The “Scob” virus last week that was swimming around the web reportedly was capturing keystrokes and sending them back to a russian site somewhere. Its unclear if the recipients of this data were sophisticated enough to actually use the data they stole, but if they were, the poor souls that lost their data could be in for real trouble.
The notion of “Stealing Keystrokes” has me thinking. I’m no expert on keyboard drivers in windows, but why is it that a 3rd party application can be installed in windows to steal keystrokes which were intended for a different application? Just like we have segmented memory today, shouldn’t we have segmented keystrokes? In Unix, when I press a key on my virtual terminal, you’d have to be super-user to steal it. (XWindows probably opens up a whole set of holes, but lets not talk about that yet)

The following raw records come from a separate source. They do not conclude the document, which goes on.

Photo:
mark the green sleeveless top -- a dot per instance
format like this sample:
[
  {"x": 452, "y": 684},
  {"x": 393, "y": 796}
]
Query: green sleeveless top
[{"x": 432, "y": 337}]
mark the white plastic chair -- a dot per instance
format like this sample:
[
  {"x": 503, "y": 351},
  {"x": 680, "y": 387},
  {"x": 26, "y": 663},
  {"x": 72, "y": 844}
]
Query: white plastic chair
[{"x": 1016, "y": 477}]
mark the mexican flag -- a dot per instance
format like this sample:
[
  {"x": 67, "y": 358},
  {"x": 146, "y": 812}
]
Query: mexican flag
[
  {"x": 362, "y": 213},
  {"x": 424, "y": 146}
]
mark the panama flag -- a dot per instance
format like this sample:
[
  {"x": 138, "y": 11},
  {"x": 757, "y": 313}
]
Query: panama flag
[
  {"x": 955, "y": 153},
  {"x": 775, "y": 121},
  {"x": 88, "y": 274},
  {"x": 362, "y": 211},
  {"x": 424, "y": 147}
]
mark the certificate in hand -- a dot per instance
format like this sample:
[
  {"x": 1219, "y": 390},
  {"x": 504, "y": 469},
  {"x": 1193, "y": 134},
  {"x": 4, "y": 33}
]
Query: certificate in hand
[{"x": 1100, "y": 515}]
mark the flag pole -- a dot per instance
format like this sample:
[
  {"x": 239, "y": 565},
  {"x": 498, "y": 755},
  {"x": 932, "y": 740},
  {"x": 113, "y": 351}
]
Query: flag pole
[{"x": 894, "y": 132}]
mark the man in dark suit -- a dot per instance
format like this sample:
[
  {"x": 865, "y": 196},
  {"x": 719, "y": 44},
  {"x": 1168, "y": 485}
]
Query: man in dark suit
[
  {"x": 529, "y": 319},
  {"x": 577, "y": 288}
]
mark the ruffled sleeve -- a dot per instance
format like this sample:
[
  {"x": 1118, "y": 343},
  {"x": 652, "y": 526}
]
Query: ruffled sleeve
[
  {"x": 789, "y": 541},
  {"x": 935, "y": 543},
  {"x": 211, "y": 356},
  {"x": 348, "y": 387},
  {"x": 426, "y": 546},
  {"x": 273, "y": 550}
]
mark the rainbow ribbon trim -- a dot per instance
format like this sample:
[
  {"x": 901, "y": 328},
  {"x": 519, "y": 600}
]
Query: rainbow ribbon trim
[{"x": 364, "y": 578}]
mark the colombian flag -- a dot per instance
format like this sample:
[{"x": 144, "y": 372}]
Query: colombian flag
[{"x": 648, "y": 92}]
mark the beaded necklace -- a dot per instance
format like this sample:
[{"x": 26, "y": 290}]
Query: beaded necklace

So, why not write some sort of driver inside of windows to protect the keyboard messages? Maybe some types of keys, like control-keys, shift-keys, etc would still be sent around globally so that hotkeys can work and such. But for regular old keypresses, is there a way we can make sure they only arrive at the intended application?
We know that these virus attacks are going to get worse. I think we need to start protecting even the individual subsystems in windows.
I wish I were proposing a better “solution” here, rather than just complaining about shortcomings…. I’ll do some research and see if I can’t learn anything.